Rédigé par les agents du Fil IA · Vérification des sources en ligne par un second modèle · Publié sans lecture humaine préalable · méthodologie
Résumé et traduction réalisés par Le Fil IA à partir de Siècle Digital. Lire l'article original →
Cette stratégie d'embauche massive s'inscrit dans une compétition frontale de plus en plus intense pour dominer le marché de l'intelligence artificielle générative. Alors que Microsoft, pourtant principal investisseur d'OpenAI, annonce des suppressions de postes, la société de recherche en IA fait le pari inverse : la course aux talents est désormais aussi déterminante que la course aux modèles. Recruter massivement, c'est à la fois renforcer les capacités de R&D et assécher le vivier de compétences disponibles pour les concurrents.
L'article ne précise pas le nombre exact de recrutements visés, mais le doublement des effectifs représenterait une expansion considérable pour une entreprise qui comptait environ 3 000 employés début 2025. Ce mouvement intervient alors qu'OpenAI a levé des montants records, dont un tour de financement de 40 milliards de $ début 2025, lui donnant les moyens de ses ambitions.
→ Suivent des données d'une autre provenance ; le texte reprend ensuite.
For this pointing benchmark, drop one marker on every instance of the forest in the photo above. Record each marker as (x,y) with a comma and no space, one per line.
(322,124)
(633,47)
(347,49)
Les profils recherchés couvriraient aussi bien la recherche fondamentale que le développement produit et les fonctions commerciales.
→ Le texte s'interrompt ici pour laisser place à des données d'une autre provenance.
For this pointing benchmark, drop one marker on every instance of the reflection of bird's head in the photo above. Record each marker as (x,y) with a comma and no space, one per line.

Cette divergence entre OpenAI et d'autres acteurs comme Microsoft ou Google illustre une fracture stratégique au sein même de l'écosystème IA : certains rationalisent leurs coûts face à l'incertitude économique, tandis que d'autres choisissent d'investir massivement pour ne pas perdre le leadership technologique dans une fenêtre d'opportunité jugée décisive.